# Freezing Homemade Ravioli



## lyndalou (Oct 24, 2004)

Last weekend, I made ravioli using won ton wrappers for the pasta.  I made too many, so I froze some (uncooked) and  last night tried to cook them, along with some frozen ravioli from the supermarket.  They were a disaster.  Does anyone have an idea how I messed up?


----------



## kadesma (Oct 24, 2004)

Lynda, what happened ?  I make ravioli all the time but I don't use won ton wrappers. I use either homemade dough or purchased from an Italian deli. 
kadesma


----------



## Audeo (Oct 24, 2004)

Lyndalou (Ha!  Remembered the "Y"!), exactly how was it a disaster?  What happened?  Was it while cooking, or did something happen before that point???

(Inquiring minds want to know!)


----------



## lyndalou (Oct 24, 2004)

The frozen ravioli from the supermarket turned out well, but mine just sort of melted  and had no shape .  Thankfully, I had enough of the other for my guests, and they never knew I messed up.

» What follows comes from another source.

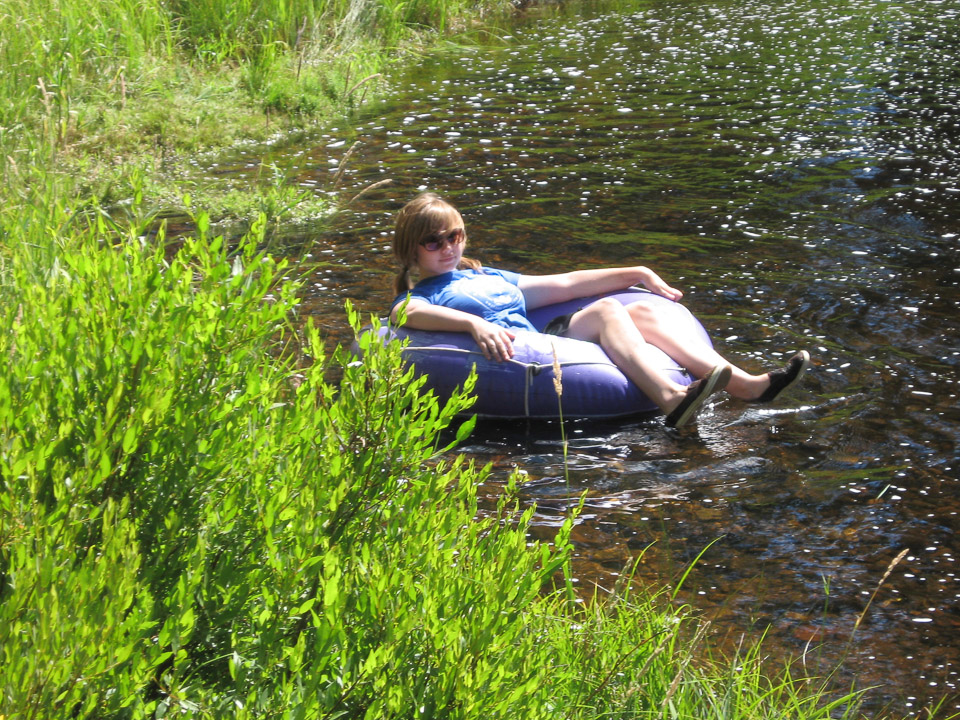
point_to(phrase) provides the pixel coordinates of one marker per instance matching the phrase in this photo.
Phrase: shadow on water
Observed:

Do you think I overcooked them?

Hey, Audeo thanks for remembering the spelling.  My parents thought this was unique, and maybe it was so many years ago.


----------



## Audeo (Oct 24, 2004)

You may have overcooked them.  I've never used wonton wrappers as ravioli pasta, but I can't imagine them just dissolving and falling apart...unless...

Darkstream gave me invaluable advice on cooking pastas in general and ravioli specifically in another thread.  And the one thing he stated about ravioli was NOT to cook in boiling water, but simmering.  His tips have made all the difference in the world for me, and my homemade pasta dough is a whole new wonderful animal these days.

As far as your "Y" is concerned...I bet Elf remembers, too!


----------